The present disclosure relates to a multilayer ceramic electronic component and a board having the same mounted thereon.
In accordance with the recent trend toward miniaturization of electronic products, a demand for a multilayer ceramic electronic component having a small size and a large capacitance has increased.
Therefore, attempts to thin and stack dielectric layers and internal electrodes have been made by various methods. Recently, as the thicknesses of the dielectric layers have been thinned, multilayer ceramic electronic components in which the number of stacked layers is increased have been manufactured.
As miniaturization of the multilayer ceramic electronic component and thinning of the dielectric layers and the internal electrodes are enabled, the number of stacked layers has been increased in order to implement high capacitance.

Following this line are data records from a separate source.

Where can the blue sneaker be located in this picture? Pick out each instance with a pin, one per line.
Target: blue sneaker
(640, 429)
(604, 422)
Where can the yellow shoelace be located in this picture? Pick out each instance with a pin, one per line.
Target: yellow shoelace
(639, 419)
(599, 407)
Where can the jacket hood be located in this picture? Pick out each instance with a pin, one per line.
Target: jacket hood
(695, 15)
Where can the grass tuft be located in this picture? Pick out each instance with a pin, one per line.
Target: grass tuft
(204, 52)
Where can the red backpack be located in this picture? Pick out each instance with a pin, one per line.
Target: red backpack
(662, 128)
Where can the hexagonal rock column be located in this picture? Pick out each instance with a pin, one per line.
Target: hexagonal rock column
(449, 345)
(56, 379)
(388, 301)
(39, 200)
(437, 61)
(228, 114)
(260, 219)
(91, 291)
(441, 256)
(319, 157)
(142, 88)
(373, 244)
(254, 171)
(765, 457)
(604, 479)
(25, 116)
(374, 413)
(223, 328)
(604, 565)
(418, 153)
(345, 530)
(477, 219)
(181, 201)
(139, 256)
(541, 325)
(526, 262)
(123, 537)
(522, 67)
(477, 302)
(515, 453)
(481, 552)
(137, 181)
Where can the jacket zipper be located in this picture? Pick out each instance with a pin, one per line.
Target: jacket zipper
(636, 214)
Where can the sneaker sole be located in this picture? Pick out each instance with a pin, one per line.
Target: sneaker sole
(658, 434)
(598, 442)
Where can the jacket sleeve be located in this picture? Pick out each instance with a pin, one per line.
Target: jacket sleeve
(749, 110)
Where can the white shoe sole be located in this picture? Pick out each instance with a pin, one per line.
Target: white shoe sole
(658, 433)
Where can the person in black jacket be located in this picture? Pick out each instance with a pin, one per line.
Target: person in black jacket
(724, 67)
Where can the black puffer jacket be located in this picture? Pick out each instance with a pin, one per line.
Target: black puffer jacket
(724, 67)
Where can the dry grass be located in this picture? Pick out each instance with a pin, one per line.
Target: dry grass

As described above, as the miniaturization of the multilayer ceramic electronic component is enabled and the number of stacked layers is increased, the multilayer ceramic electronic component may be manufactured to have an increased thickness as compared with a width thereof, such that high capacitance may be implemented. However, since the dielectric layers have piezoelectric and electrostrictive characteristics, a piezoelectric phenomenon is generated between the internal electrodes when direct current (DC) or alternating current (AC) voltage is applied to a multilayer ceramic capacitor, such that vibrations may be generated.
These vibrations may be transferred to a printed circuit board on which the multilayer ceramic capacitor is mounted through a solder connected to the multilayer ceramic capacitor, such that the entirety of the printed circuit board becomes a sound radiating surface generating a vibration sound, which is noise.
The vibration sound may correspond to an audio frequency range of 20 Hz to 20000 Hz making persons uncomfortable. The vibration sound making the persons uncomfortable as described above may be referred to as acoustic noise.
Therefore, research into a multilayer ceramic electronic component capable of securing high capacitance and decreasing acoustic noise is needed.